Une longue traversée pour prendre un peu de vitesse puis plongeon sur courbe à gauche, virage à droite, traversée à nouveau mais beaucoup plus mouvementée avec passage au ras de filets (en fait ce n’était qu’une impression), virage sur une porte remontée, plongeon dans le mur qui devenait de plus en plus gelé au fil des jours et des passages des coureurs, porte triple avec la vitesse instantanée, dernière portion avant le saut final … le saut … léger déséquilibre…. je me rattrape je ne sais pas comment et je passe l’arrivée en améliorant mon chrono de prés de 2 secondes.

A nouveau les tremblements et les « demain j’y retourne pas, c’est sûr ! ‘tain j’ai failli me tuer bordel.« 

Je me retrouve encore dans le groupe des 6 premiers temps.

Comme la veille, je rentre à l’hôtel complètement vidé alors que je n’ai fait que 3 ou 4 descentes.

Mais quelle intensité….

  • La course : le jour J !

Ça y’est ! Enfin !

Après plus d’une centaine de passages virtuels et deux entraînements, je me retrouve au portillon de départ, entouré des meilleurs dans la discipline.

Dire qu’il y a seulement deux ans je me lançais doucement dans la compétition et aujourd’hui, je prend le départ de la descente pré-paralympique… Quel chemin parcouru en si peu de temps ! C’est sur, je me sens tout petit mais je jouerai crânement ma chance, c’est certain.
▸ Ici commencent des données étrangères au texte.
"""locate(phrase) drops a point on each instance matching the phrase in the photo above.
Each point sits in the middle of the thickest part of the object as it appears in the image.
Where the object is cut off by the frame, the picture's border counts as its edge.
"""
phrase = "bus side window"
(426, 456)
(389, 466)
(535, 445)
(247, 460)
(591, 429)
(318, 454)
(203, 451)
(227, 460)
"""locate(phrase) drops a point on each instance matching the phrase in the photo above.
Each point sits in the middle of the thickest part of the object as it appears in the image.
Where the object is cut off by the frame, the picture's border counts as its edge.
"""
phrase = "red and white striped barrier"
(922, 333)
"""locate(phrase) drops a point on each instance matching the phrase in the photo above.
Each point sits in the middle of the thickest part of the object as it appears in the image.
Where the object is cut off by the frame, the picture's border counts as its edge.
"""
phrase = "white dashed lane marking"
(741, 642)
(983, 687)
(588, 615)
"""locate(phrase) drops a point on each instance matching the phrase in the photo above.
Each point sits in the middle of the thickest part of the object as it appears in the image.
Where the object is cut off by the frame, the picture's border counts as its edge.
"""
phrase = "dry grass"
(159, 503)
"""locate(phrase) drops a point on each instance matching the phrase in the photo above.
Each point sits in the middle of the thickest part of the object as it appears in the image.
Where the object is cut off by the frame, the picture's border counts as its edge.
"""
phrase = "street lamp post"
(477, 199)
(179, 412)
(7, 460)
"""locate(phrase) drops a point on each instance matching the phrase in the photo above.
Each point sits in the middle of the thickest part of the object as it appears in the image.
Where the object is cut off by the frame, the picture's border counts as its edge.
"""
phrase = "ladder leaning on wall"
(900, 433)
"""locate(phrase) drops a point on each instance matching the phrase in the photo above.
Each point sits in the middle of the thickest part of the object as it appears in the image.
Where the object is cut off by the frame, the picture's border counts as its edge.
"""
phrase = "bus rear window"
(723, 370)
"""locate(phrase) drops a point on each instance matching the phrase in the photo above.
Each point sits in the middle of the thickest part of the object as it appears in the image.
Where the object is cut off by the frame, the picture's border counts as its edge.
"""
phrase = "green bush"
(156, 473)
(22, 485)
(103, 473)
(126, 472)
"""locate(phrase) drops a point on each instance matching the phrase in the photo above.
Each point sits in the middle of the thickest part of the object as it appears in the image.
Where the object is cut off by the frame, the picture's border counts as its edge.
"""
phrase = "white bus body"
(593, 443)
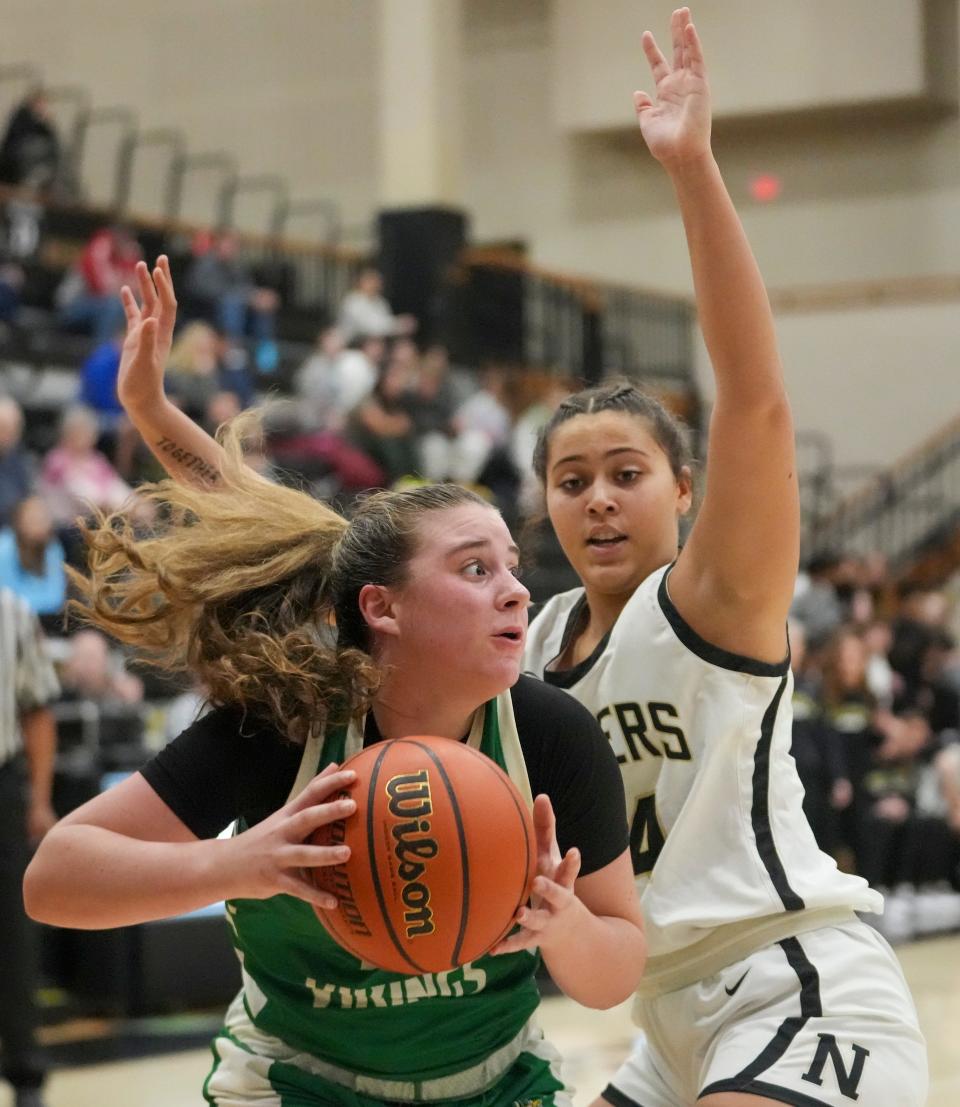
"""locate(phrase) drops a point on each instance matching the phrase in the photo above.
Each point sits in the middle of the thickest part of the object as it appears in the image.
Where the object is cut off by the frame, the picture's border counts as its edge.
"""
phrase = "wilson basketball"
(443, 854)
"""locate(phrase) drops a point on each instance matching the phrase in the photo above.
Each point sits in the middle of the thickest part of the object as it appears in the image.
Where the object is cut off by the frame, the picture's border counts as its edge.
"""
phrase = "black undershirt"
(229, 765)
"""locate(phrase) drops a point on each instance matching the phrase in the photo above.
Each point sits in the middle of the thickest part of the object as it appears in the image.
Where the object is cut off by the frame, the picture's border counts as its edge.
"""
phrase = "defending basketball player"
(241, 586)
(762, 987)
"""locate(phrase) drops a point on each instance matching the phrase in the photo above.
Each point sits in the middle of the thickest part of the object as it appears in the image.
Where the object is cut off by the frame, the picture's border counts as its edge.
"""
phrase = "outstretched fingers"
(678, 27)
(164, 283)
(147, 292)
(130, 308)
(654, 57)
(694, 51)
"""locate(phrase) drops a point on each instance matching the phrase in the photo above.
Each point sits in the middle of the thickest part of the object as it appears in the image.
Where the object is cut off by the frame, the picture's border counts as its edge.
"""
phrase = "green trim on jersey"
(302, 987)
Je me rappelle les consignes donnés par le staff, je me rassure en me disant que les skis sont super bien préparés (merci Jonathan et Chouchou), je fais le vide, je travaille ma respiration et je refais une dernière fois le tracer dans ma tête.

Je suis prêt.

Au départ, des lumières rouges … qui deviennent vertes ! C’est parti.

Je skie plutôt bien sur le haut mais au passage devant Chouchou je fais une première erreur et je dérape beaucoup. Je reste concentré sur mes courbes mais à l’entrée du mur verglacé, malgré tout mon poids sur l’arrière des skis, je décroche des talons et je fais un long travers. Heureusement la pente dans le mur me redonne rapidement beaucoup de vitesse. Je passe la triple et cartonne à nouveau la même porte à la sortie d’une double (j’ai bien cru que ma course allait s’arreter là d’ailleurs). Je passe les 2 dernières portes avant le saut final … je repose dans l’axe et je passe enfin l’arrivée.

Je suis en bas, et même si ma course était loin d’être parfaite je suis content d’avoir pu tenir la pression et d’avoir osé aller aussi vite.

Je termine 9ème

Ça y est, s’en est fini de cette descente. Ça promet de belles choses pour l’an prochain où j’espère que je pourrai revenir jouer à me faire peur.

Il me faut maintenant reprendre mes esprits pour me préparer pour les deux prochaines épreuves : le super G et le géant.